Złodzieje nie ustają w swoich przestępczych planach i nadal skutecznie wprowadzają ludzi w błąd. Właśnie dotarto do informacji o kolejnej ofierze z regionu małopolskiego, która straciła gromadzone przez całe życie oszczędności.
Jednym z najczęstszych narzędzi stosowanych przez tych fałszywych prawników jest wykorzystanie zaufania, jakim społeczeństwo darzy instytucję policji. Przebiegli przestępcy udzielają telefonów do potencjalnych ofiar, udając pracowników poczty w celu zdobycia adresu. W dalszej części ich procederu, pojawia się fałszywy funkcjonariusz, który żąda pieniędzy na rzekome zatrzymanie prawdziwych sprawców.
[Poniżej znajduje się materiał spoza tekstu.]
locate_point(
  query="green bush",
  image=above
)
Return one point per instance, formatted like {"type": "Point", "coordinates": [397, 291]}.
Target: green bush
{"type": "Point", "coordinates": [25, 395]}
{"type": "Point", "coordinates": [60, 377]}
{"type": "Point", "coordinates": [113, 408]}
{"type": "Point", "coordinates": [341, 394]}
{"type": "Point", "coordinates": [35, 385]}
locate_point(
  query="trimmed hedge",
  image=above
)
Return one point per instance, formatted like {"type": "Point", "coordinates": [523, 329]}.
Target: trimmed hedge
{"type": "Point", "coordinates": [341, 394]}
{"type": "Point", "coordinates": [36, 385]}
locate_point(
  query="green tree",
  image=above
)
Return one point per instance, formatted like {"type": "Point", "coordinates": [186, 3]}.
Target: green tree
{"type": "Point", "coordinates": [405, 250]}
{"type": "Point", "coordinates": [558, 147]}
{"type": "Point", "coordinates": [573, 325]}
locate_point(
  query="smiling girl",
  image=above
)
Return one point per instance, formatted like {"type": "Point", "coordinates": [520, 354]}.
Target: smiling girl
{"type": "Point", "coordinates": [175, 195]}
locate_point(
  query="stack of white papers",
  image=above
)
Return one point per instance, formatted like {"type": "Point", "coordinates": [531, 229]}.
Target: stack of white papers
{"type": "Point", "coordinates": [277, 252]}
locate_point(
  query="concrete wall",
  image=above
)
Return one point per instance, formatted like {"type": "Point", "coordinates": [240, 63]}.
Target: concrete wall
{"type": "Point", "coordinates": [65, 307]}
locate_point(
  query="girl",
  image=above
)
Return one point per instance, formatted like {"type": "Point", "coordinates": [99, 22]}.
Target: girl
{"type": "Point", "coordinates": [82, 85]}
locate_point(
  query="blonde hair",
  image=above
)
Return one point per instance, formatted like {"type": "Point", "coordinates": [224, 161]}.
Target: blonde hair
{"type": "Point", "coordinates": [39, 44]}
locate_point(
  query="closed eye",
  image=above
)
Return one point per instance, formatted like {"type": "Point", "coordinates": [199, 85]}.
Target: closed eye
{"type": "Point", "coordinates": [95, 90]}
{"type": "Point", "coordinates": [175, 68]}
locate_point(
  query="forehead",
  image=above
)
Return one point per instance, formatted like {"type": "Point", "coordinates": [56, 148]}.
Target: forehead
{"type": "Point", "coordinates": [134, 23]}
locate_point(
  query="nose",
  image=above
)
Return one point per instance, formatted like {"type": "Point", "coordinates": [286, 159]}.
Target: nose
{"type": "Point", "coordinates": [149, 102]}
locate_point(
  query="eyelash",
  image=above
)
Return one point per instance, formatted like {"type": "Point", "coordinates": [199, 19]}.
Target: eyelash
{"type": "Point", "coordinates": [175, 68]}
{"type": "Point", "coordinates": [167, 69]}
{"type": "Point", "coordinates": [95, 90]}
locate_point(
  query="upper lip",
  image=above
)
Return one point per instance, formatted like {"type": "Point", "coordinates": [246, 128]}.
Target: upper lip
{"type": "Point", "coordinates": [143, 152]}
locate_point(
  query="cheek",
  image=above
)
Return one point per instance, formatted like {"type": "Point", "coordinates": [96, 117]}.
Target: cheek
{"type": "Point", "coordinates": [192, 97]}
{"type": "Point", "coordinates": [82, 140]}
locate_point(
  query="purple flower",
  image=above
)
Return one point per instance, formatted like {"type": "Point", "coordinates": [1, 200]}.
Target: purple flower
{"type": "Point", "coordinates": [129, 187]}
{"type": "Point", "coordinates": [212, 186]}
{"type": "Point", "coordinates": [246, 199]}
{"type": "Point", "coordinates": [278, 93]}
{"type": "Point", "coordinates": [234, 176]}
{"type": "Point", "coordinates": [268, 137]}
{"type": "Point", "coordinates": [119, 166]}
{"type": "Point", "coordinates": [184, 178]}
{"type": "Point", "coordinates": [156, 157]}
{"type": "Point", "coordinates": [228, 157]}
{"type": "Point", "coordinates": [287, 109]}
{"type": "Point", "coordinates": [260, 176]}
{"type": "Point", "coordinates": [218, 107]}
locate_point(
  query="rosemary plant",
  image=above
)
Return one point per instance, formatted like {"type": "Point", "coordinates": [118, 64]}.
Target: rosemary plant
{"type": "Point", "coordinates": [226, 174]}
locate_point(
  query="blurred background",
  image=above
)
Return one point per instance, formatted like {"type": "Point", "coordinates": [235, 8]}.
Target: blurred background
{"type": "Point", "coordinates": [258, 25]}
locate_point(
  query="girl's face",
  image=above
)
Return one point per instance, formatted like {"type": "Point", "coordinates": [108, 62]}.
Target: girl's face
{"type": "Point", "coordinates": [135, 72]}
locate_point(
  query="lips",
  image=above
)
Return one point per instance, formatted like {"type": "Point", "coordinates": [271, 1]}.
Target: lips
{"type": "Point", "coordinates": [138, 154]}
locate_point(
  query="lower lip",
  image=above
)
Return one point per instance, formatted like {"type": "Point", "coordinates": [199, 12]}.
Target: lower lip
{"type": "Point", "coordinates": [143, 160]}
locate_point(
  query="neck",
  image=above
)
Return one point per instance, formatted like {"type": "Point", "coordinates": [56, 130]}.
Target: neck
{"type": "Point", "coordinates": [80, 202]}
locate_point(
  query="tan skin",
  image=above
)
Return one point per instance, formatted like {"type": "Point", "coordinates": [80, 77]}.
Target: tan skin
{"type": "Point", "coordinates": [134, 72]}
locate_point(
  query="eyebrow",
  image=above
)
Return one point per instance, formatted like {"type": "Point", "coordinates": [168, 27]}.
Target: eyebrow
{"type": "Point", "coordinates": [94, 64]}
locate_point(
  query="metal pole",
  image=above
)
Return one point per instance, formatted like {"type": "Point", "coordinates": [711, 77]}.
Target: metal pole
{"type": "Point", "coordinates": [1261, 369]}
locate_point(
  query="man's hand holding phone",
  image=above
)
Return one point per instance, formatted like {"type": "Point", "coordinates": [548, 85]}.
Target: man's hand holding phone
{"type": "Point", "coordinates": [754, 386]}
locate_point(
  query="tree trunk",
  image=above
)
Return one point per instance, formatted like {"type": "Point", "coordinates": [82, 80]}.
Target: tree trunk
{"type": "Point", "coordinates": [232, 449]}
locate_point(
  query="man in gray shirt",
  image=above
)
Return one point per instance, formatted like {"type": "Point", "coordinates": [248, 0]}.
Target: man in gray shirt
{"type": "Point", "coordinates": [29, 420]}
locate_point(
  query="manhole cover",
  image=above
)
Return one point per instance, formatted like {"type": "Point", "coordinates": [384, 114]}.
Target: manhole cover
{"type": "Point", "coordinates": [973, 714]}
Oszustwo polega na tym, że pieniądze mają być odłożone we wskazanym miejscu lub wręczone bezpośrednio osobie podszywającej się pod funkcjonariusza, której zadaniem jest rzekome zabezpieczenie środków. Takie doświadczenie spotkało 83-letniego mieszkańca Niepołomic.
Na jego stacjonarny telefon najpierw zadzwonili przestępcy udający pracowników Poczty Polskiej, z wiadomością o dwóch listach poleconych do doręczenia tego samego dnia. Po około dwóch godzinach, do pokrzywdzonego seniora skontaktował się fałszywy policjant, twierdząc, że poszukują grupy przestępczej, w której skład wchodzą pracownicy poczty. Starszy mężczyzna, zmanipulowany przez oszustów, wręczył osobie podającej się za funkcjonariusza ponad 80 tys. zł oraz 2 tys. euro w umówionym miejscu.